The navigational grid is a three-dimensional array that contains only dynamic GUI control objects that can receive focus. Each of these "dynamic" objects must have a unique identifier (for example, IDC_HOME), which will allow the window to determine which object needs to receive the incoming message.
The navigational grid can be thought of as a group of tables, where each table represents a window, as shown in Figure 4. These tables are arranged in the same order as the window IDs, allowing window navigation through use of the window ID index. Locations in the three-dimensional array that don't receives focus are assigned as shown in Listing 5.
A control object unique identifier can occupy more than a single entry in the navigational grid. This is helpful when you want to place focus on an object whenever the user presses the left arrow key, no matter what objects in the window already have focus. This occurs with the Home window. When the user presses the left arrow key, the focus returns to the IDC_HOME control object regardless of whether the focus is on IDC_KEY_7, IDC_KEY_4, IDC_KEY_1, or IDC_KEY_0. The tFocus structure holds the focus position of the navigational grid.

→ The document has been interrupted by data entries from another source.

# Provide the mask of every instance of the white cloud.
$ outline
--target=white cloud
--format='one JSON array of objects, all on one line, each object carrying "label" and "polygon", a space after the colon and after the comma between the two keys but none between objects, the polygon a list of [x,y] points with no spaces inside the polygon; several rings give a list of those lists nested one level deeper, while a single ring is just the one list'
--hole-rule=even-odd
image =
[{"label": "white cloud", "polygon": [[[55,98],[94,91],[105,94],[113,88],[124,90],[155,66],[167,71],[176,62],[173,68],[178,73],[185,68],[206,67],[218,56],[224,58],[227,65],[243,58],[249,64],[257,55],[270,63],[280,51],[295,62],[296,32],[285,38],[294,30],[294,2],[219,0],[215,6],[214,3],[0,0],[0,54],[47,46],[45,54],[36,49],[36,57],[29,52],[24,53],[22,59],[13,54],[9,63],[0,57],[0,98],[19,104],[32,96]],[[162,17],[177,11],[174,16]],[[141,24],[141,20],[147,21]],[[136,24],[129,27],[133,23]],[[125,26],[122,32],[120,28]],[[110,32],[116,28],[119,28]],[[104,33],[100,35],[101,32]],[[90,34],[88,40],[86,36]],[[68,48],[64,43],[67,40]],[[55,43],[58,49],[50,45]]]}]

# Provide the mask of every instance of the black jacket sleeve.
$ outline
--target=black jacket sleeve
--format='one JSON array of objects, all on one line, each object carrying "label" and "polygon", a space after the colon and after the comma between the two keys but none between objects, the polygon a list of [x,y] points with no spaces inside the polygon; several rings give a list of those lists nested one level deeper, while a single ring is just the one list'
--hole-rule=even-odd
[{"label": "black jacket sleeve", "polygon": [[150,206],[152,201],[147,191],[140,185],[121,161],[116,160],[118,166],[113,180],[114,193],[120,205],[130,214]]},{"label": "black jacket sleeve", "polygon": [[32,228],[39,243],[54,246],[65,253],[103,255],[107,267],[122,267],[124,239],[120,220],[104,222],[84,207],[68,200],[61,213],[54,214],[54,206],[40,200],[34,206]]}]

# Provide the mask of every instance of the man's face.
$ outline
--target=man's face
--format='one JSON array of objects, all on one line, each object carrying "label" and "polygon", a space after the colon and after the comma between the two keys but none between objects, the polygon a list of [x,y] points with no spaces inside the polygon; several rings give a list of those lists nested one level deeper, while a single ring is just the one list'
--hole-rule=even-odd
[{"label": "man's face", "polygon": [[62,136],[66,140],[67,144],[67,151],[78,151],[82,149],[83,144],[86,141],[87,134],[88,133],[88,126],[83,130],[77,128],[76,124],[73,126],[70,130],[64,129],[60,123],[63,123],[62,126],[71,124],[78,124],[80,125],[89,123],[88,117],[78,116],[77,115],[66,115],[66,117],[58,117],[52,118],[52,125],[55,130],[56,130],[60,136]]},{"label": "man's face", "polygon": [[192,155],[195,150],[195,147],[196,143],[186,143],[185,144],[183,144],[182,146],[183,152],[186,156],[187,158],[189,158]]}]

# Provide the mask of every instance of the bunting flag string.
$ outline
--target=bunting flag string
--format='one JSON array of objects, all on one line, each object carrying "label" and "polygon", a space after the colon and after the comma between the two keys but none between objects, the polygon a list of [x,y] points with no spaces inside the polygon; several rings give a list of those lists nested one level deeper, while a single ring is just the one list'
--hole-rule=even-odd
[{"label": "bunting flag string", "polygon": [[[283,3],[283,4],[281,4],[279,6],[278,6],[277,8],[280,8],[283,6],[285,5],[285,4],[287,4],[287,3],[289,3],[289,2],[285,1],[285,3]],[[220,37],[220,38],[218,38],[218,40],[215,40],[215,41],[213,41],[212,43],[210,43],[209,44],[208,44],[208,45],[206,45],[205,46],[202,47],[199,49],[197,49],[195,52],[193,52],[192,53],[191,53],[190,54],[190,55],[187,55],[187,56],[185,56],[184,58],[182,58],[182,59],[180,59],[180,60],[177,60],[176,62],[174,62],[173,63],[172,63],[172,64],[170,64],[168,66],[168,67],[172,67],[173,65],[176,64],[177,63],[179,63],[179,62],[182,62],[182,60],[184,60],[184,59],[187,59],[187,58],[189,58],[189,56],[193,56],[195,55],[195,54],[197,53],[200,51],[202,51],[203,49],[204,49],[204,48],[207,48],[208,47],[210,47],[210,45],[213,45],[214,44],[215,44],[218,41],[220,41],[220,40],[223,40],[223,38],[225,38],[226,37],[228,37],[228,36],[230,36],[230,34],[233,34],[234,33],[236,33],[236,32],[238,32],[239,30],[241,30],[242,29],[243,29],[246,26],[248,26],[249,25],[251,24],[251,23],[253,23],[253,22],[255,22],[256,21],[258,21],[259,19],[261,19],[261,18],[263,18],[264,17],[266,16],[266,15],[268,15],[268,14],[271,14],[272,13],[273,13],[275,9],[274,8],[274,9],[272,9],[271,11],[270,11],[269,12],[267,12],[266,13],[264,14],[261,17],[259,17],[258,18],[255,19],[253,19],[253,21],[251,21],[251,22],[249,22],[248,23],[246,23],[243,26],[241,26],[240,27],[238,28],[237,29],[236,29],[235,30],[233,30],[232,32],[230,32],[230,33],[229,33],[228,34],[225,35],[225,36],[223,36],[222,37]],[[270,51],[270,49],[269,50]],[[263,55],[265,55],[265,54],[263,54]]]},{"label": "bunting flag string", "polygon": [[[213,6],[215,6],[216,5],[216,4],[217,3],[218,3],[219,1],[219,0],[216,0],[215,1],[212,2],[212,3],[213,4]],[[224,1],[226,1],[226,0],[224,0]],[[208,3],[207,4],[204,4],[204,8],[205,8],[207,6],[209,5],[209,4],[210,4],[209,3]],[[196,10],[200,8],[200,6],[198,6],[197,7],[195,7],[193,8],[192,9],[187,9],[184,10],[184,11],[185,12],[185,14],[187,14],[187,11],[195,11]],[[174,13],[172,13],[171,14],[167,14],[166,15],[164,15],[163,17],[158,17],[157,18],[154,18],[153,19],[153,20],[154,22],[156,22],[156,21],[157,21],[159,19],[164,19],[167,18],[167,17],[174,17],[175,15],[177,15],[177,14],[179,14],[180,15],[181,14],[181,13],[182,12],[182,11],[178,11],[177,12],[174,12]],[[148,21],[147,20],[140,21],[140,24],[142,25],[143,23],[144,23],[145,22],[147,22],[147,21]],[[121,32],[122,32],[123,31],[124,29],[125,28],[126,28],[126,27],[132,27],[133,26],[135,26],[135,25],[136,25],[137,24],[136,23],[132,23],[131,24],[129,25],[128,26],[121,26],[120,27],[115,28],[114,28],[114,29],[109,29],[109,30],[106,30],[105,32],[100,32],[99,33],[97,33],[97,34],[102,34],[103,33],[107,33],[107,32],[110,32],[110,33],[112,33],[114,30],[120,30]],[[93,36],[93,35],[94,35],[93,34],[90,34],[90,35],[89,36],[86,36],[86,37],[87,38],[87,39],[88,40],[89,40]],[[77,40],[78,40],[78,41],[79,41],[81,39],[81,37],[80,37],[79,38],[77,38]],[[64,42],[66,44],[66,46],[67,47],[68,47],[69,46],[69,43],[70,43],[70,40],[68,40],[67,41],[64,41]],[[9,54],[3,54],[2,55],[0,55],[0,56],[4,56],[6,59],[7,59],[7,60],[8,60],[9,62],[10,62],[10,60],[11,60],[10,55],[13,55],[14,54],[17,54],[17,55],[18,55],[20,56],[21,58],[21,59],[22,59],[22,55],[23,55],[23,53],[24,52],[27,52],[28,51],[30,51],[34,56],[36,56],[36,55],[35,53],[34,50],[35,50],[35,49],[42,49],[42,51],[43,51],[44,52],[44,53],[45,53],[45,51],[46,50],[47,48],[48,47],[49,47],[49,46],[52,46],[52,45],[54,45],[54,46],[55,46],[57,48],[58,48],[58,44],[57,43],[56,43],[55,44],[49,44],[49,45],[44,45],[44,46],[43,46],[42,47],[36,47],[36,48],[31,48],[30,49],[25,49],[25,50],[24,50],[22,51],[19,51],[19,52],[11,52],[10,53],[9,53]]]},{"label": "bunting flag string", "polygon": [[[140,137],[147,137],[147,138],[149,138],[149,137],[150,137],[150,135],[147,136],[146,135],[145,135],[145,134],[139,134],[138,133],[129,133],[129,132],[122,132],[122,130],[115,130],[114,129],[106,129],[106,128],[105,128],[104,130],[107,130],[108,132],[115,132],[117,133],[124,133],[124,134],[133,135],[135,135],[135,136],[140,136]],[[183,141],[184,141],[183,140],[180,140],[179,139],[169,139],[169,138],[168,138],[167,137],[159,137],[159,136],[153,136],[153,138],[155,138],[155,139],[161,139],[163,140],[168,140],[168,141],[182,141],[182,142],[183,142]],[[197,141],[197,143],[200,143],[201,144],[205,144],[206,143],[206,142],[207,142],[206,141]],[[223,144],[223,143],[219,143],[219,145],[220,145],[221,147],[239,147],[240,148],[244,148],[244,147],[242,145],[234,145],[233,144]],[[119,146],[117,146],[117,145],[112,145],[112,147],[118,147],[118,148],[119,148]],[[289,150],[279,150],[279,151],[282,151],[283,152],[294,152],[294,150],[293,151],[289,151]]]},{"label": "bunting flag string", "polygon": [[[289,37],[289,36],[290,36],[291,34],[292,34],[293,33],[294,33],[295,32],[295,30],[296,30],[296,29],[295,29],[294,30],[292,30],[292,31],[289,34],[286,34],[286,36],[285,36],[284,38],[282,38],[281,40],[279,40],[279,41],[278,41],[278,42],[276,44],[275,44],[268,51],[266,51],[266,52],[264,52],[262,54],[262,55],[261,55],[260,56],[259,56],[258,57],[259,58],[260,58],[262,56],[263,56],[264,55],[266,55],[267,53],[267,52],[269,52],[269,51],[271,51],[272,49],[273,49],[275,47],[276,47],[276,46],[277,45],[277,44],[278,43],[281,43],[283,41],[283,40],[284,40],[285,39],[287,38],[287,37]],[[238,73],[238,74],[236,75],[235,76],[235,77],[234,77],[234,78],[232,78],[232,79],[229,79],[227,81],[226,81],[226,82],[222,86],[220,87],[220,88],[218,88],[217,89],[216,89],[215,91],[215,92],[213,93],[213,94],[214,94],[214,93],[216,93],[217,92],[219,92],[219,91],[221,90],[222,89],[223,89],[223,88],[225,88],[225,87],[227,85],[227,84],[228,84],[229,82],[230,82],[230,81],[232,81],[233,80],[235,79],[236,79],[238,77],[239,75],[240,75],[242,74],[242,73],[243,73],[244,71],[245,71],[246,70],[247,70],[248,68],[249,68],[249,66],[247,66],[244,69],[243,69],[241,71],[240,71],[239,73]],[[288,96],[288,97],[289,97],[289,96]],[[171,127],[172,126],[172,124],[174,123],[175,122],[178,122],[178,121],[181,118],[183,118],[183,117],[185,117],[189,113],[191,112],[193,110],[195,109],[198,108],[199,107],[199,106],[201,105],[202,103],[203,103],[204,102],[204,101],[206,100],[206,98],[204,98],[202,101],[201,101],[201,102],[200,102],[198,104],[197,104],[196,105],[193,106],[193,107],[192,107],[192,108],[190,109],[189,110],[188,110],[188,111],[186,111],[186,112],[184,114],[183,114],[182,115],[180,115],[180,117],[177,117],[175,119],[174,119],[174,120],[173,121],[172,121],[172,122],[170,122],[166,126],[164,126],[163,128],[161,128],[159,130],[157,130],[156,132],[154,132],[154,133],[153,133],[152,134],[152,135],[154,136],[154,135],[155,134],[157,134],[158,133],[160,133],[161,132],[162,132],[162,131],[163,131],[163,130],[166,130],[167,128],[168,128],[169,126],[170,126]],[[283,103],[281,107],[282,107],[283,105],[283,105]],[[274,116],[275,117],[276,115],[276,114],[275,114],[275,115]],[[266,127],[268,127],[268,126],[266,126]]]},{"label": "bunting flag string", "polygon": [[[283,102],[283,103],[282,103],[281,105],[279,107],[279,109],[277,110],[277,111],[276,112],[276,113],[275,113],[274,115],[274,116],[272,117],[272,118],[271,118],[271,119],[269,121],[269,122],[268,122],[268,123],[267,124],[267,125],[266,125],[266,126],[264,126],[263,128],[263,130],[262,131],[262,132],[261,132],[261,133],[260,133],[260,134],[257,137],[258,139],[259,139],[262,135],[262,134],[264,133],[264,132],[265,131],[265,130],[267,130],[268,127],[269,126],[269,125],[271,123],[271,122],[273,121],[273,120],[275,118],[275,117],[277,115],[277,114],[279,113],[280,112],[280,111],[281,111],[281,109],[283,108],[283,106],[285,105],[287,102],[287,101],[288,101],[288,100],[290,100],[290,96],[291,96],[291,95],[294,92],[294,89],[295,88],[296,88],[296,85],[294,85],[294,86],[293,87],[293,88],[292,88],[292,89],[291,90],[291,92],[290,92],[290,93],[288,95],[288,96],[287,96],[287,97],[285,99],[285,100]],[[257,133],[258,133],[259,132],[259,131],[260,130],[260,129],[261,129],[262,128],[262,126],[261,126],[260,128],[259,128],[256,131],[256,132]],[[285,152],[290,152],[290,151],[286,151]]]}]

Besides the row and column positions being updated when the user moves, the window position also needs to be updated. This typically occurs in the child window procedure. Inside the child window Activate member function, the parent window'S unique identifier is modified. For instance, in the mWndHomeActivate member function, the IDC_HOME is placed in the switch statement, as shown in the Listing 6 code fragment.
It is here that the Home window is first deactivated restoring the window appearance. Window index is then assigned to the window focus position (tFocus.pos). A paint call is then made to the parent window, placing focus on the Home button.
Window routing procedure
The Activate and Deactivate member functions follow a specific code procedure, which I call window routing steps. Both of these member functions have two or three routing steps, as shown in Table 3.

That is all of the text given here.